Sebagai pengingat, peristiwa berdarah tersebut terjadi pada Senin, 30 Juni 2025.
Aksi pembunuhan dipicu rasa cemburu terdakwa terhadap korban yang diduga memiliki hubungan dengan pria lain bernama Yannor.
Berdasarkan fakta persidangan, sebelum kejadian terdakwa sempat menghubungi Yannor untuk menanyakan hubungannya dengan korban.
Diliputi emosi dan cemburu, terdakwa kemudian mendatangi rumah korban dengan membawa senjata tajam jenis pisau belati yang disembunyikan di pinggang.
Setibanya di rumah korban, sempat terjadi perbincangan yang berujung pertengkaran.
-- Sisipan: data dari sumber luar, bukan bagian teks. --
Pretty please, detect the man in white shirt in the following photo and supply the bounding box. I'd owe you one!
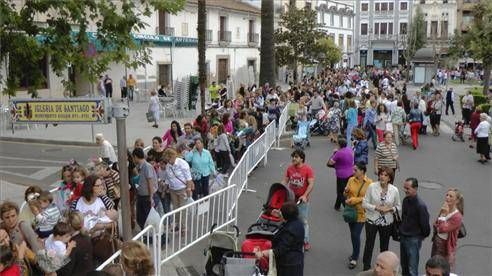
[162,148,194,231]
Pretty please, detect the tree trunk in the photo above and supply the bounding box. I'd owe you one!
[197,0,207,115]
[483,61,492,96]
[260,0,275,87]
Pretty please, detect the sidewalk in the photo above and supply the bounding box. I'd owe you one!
[0,99,199,147]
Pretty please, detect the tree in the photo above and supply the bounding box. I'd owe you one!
[450,1,492,95]
[197,0,207,115]
[402,6,427,79]
[0,0,185,96]
[260,0,275,85]
[275,6,324,81]
[314,37,342,67]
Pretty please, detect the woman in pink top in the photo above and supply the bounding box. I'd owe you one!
[162,121,183,148]
[431,188,463,271]
[222,113,234,134]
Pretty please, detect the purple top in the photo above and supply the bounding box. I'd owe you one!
[331,147,354,179]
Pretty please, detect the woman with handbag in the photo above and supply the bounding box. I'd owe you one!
[343,162,372,269]
[185,138,215,200]
[56,211,94,276]
[362,167,401,270]
[431,188,463,271]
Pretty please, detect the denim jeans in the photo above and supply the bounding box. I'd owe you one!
[400,236,422,276]
[348,222,364,261]
[297,202,309,242]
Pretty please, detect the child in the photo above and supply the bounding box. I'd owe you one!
[36,222,76,276]
[29,191,60,239]
[67,166,87,206]
[0,244,21,276]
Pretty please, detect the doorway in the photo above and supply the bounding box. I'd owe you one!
[158,64,171,87]
[217,58,229,83]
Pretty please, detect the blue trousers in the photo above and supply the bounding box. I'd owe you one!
[348,222,364,261]
[400,236,422,276]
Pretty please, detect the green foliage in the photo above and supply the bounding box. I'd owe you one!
[0,0,185,96]
[404,7,427,61]
[274,6,324,74]
[316,37,342,67]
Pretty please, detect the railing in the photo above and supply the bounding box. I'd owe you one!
[96,225,159,275]
[156,185,237,275]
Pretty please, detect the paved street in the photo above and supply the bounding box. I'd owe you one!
[181,117,492,276]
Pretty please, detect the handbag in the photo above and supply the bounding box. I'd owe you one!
[342,182,365,223]
[91,222,121,262]
[145,111,154,123]
[458,222,466,239]
[391,208,401,241]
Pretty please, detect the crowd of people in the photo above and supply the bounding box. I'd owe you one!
[0,64,490,275]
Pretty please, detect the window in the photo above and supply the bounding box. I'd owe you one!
[400,22,407,34]
[181,23,188,36]
[431,21,437,38]
[441,21,448,38]
[360,23,367,35]
[379,23,388,35]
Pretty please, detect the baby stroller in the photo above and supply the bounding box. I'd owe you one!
[241,183,295,273]
[292,121,309,150]
[451,121,465,142]
[203,224,239,276]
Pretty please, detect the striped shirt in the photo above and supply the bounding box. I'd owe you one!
[375,142,398,169]
[36,203,61,232]
[103,169,120,200]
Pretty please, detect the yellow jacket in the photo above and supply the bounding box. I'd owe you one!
[343,176,372,222]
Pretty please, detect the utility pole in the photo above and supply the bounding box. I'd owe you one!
[113,103,132,241]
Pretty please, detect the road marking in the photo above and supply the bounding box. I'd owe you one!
[0,155,67,165]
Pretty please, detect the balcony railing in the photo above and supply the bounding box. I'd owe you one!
[217,31,231,43]
[155,27,174,36]
[205,30,213,42]
[248,33,260,46]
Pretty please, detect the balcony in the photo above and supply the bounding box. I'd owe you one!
[248,33,260,47]
[155,26,174,36]
[205,30,213,43]
[217,31,231,44]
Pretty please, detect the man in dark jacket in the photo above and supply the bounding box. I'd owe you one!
[400,177,430,276]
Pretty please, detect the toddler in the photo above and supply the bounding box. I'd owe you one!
[29,191,61,239]
[36,222,76,276]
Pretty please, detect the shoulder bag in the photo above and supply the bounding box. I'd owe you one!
[391,207,401,241]
[342,181,366,223]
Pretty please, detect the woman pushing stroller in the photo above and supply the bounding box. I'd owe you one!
[255,201,304,276]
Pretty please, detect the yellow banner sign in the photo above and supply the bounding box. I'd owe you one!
[10,99,109,123]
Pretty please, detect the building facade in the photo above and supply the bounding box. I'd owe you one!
[0,0,261,102]
[414,0,457,55]
[354,0,414,67]
[318,0,355,67]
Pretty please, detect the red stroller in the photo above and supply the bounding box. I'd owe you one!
[241,183,295,273]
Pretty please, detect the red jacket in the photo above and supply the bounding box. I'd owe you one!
[434,211,463,256]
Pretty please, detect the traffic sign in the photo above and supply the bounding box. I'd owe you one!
[10,98,111,124]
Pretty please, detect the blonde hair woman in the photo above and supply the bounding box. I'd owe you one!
[121,241,155,276]
[431,188,463,271]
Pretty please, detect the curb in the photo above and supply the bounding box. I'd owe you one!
[0,137,97,147]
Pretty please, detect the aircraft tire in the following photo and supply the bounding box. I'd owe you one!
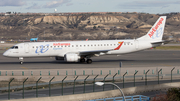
[86,59,92,64]
[80,58,85,63]
[20,61,23,65]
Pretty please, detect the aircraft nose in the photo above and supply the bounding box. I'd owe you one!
[3,51,8,56]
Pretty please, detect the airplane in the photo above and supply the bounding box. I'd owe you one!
[3,16,166,64]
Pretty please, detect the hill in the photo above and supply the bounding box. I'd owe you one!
[0,13,180,40]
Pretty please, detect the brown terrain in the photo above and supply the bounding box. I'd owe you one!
[0,13,180,40]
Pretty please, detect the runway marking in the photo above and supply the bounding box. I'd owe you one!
[160,64,172,66]
[21,67,28,69]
Saat emosi memuncak, terdakwa menusukkan pisau belati berulang kali ke tubuh korban, mengenai bagian dada, ketiak, dan wajah, hingga korban terjatuh bersimbah darah di dapur rumah.
Aksi brutal tersebut sempat disaksikan anak korban, Noriszka, yang berusaha menghentikan perbuatan terdakwa.
Namun, Mahdalena akhirnya meninggal dunia akibat luka tusuk parah yang menembus organ vital.
Hasil Visum et Repertum RSUD Ulin Banjarmasin menyimpulkan korban mengalami sejumlah luka tusuk dan sayatan hampir di seluruh tubuh. Luka fatal yang menembus paru-paru dan rongga dada menjadi penyebab utama kematian korban.